The "safe split point" is the key invariant. We walk backwards from the end of the combined buffer and stop at the last byte that cannot possibly be the start of a placeholder match continuing past the current chunk. In practice this means: if the combined buffer ends with ...something [PERS, we hold those last six bytes back in pending. If the buffer ends with ...something complete., the safe boundary is at the end and we flush everything. The invariant is provable: any placeholder beginning before the safe boundary is fully contained in the bytes we already emitted, and any placeholder beginning at-or-after the safe boundary is fully contained in pending (because placeholders are ≤24 bytes and pending keeps the last ≤24 bytes).

Latency cost: ~30–80 ms of TTFT delay from the bounded tail. For chat applications, RAG agents, and document-summarisation tools this is invisible. For voice applications targeting sub-100 ms TTFT it is over budget — we say so explicitly later.

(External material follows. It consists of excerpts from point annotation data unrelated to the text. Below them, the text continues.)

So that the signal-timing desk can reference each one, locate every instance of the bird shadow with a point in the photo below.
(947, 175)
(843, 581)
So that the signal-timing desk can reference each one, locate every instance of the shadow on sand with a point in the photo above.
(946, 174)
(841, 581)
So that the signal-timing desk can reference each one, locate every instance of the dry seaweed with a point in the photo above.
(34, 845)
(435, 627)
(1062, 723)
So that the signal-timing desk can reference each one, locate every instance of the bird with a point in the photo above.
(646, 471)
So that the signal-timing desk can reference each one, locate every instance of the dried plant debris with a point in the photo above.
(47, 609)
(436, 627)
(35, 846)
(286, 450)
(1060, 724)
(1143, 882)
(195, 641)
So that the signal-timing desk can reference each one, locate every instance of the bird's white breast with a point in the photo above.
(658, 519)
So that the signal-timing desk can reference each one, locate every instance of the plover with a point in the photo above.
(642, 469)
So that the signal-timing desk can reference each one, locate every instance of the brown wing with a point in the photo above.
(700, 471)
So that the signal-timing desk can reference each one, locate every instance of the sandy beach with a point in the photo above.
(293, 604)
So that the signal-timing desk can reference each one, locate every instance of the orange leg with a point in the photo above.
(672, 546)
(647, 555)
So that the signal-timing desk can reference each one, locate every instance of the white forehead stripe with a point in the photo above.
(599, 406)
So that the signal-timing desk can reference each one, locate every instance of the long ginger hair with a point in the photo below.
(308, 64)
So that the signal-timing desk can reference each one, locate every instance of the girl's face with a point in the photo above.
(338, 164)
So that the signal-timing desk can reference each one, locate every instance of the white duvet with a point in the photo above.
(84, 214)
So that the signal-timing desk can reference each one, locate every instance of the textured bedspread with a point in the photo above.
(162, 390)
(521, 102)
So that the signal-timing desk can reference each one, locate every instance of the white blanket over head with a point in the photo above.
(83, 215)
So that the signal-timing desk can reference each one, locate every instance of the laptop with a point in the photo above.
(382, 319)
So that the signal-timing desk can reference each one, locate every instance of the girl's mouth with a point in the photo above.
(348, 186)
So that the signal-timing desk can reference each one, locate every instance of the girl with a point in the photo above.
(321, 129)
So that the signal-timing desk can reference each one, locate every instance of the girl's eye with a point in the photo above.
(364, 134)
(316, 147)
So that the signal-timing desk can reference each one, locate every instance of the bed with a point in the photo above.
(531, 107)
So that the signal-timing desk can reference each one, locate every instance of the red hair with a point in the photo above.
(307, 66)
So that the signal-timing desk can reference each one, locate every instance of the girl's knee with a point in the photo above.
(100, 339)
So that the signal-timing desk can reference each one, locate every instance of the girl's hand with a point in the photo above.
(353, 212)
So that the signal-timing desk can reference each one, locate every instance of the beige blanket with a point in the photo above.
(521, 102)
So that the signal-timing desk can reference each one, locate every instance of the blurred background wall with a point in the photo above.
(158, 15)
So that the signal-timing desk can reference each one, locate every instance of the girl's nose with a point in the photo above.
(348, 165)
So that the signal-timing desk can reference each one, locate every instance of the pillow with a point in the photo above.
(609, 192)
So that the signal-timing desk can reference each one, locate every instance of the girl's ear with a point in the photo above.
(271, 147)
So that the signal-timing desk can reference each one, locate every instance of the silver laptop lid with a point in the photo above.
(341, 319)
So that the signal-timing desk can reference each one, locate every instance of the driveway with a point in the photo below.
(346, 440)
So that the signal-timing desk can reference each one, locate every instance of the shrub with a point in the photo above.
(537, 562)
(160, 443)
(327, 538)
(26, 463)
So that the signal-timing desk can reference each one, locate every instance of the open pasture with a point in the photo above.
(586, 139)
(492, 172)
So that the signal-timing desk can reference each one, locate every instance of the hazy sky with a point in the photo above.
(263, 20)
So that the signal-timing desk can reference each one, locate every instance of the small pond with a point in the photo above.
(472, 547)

The correctness property is that for every byte-offset split position in a non-streaming response, the streamed reconstruction must produce identical output. We test this with a property-based test that takes a non-streamed Lucairn response, splits it at every possible byte offset, feeds the splits into the streaming Relinker, and asserts byte-for-byte equality with the non-streamed output. The test catches multi-chunk-split bugs that point-fixture tests miss because the fixture rarely covers the exact tokeniser boundary that the upstream model picked on a given run. The implementation lives in services/gateway/internal/api/streaming.go; the property test lives next to it.

What we deliberately did NOT build

There are three tempting features adjacent to streaming that we did not build, and the reasons matter.

Per-chunk raw-PII NLP scan on output. This is Problem A, which we discussed above. We did not build it because it is the wrong layer in our architecture and because shipping a low-recall version would let us claim something we cannot actually deliver. If a future regulator or customer requirement makes output-scanning unavoidable (for example, if Lucairn is ever asked to proxy responses from a model that did not go through our sanitiser on input), we will revisit — but the answer will most likely be a separate sanitiser pass at a different boundary, not a per-chunk regex inserted into the streamer.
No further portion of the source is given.